As part of that work, Open Books, 905 W. 19th St., opened a free bookstore for kids in late September. The nonprofit has also adopted a pay-what-you-can option for adult books, Johnson said.
The free bookstore is a direct way to get books into children’s homes, he said.
“Being able to have books in the home is a pretty critical factor in pushing literacy along and keeping kids reading — and giving them the resource in order to do so,” he said.
Open Books was founded in 2006 for repurposing used books. Over the past 15 years, Johnson said, the nonprofit has evolved to provide literacy programs serving thousands of students from first to 12th grade.
Every year, the nonprofit receives 1.5 to 2 million book donations it resells at its bookstores to support its literacy programs. Organizers also donate books to teachers, educators and schools to get them into classrooms and inside children’s homes.
The books are now going directly to parents and caregivers to get them into children’s hands.
“In non-COVID times, we bring students into our space, we go into CPS schools. We impact many other kids by distributing books by partnering with teachers and schools,” Johnson said.
“In COVID-times, we have been bobbing and weaving like the rest of the universe, [figuring out] how best to navigate this whole thing.”
Johnson told ABC7, who first reported on the free bookstore, that 60 percent of families have zero books at home.
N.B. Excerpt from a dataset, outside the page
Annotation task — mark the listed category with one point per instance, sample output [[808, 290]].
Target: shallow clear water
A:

This initiative is particularly important for families already lacking in-home educational resources, he said. That’s why they decided to launch in Pilsen.
“In the neighborhood, we constantly hear from families and other community members of the need and access to books. Right now, it is pretty critical,” Johnson said.
The bookstore is open 9 a.m.-6 p.m. Monday-Friday and 10 a.m.-4 p.m. weekends.